About the GoodHelp-WebExtract crawler

If you found this page in your server logs, you most likely saw a request with this User-Agent header:

GoodHelp-WebExtract/1.0 (+https://goodhelp.ai/bots)

What it is

GoodHelp-WebExtract is a user-initiated content importer, not a broad-web crawler. It runs only when a GoodHelp customer explicitly imports a website—typically their own site, or a site they have permission to mirror—into their organization's content library. It does not crawl the web speculatively, build a search index, or train models on the pages it fetches.

What we use the data for

Pages fetched by GoodHelp-WebExtract are imported into the requesting organization's private content library inside GoodHelp. They are used to power that organization's own marketing, agent, and content-management workflows. Imported content is not shared across organizations.

How to opt out

We honour standard robots.txt directives. To stop GoodHelp-WebExtract from fetching any page on your site, add:

User-agent: GoodHelp-WebExtract
Disallow: /

You can also limit the rate we fetch with Crawl-delay: N (seconds between requests), or scope the disallow to specific path prefixes.
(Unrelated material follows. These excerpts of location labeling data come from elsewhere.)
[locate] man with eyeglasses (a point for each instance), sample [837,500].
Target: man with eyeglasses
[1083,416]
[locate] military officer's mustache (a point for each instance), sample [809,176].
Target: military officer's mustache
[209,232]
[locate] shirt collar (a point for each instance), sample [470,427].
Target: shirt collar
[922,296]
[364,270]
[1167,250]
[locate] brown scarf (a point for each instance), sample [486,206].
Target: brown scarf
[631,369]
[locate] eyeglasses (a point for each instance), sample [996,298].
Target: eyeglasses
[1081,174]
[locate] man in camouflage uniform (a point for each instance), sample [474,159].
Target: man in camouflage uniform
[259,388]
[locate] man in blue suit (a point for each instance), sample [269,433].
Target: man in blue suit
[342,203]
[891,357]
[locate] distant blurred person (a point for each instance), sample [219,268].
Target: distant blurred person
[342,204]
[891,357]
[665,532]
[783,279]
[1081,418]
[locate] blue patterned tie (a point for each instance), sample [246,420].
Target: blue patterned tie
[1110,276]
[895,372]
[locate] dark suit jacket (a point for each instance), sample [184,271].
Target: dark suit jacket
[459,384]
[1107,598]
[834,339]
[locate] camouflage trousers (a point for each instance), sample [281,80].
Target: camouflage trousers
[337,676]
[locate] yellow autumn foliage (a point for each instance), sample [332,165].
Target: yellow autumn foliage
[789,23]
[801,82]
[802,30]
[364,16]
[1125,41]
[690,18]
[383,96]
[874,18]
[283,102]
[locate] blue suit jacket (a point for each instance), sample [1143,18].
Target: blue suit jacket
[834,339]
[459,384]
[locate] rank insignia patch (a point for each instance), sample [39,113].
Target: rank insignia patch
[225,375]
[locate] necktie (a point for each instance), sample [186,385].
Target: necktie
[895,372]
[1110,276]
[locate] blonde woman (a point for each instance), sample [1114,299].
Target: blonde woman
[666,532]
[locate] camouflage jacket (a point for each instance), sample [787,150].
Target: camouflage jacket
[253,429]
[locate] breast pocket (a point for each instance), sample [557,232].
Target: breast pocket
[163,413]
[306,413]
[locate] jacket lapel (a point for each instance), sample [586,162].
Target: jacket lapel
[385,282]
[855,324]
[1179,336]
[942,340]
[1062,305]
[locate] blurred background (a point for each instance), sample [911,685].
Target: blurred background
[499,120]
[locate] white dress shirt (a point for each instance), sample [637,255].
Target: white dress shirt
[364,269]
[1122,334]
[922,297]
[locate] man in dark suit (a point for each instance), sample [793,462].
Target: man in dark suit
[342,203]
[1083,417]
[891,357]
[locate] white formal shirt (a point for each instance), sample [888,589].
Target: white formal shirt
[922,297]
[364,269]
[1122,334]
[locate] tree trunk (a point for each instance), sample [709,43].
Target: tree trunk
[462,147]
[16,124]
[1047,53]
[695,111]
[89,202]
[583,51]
If you would prefer to contact us directly—for example, to report a misbehaving import or to request manual removal—email crawler@goodhelp.ai. Please include the date/time and a sample log line so we can identify the originating import.

Politeness defaults

User-Agent: GoodHelp-WebExtract/1.0 (+https://goodhelp.ai/bots)
Per-host concurrency cap: at most 4 in-flight requests to a single host at a time across our worker fleet.
Crawl delay: 0.5 seconds between requests during a full-site crawl by default. We honour your Crawl-delay directive when it is longer.
Per-import page cap: a single import is hard-capped at 500 pages.
Response-size cap: 10 MB per response. Larger responses are aborted mid-stream.
Redirect handling: at most 10 redirect hops. Each hop is independently re-validated.
HTTP 429 handling: we honour the Retry-After header (delta-seconds or HTTP-date), capped at 5 minutes per response so we do not park indefinitely.
Source IPs: requests originate from Google Cloud (us-west1) egress. We do not publish a static IP allowlist—please identify us by User-Agent.

See also RFC 9309 (Robots Exclusion Protocol) and RFC 7231 §7.1.3 (Retry-After).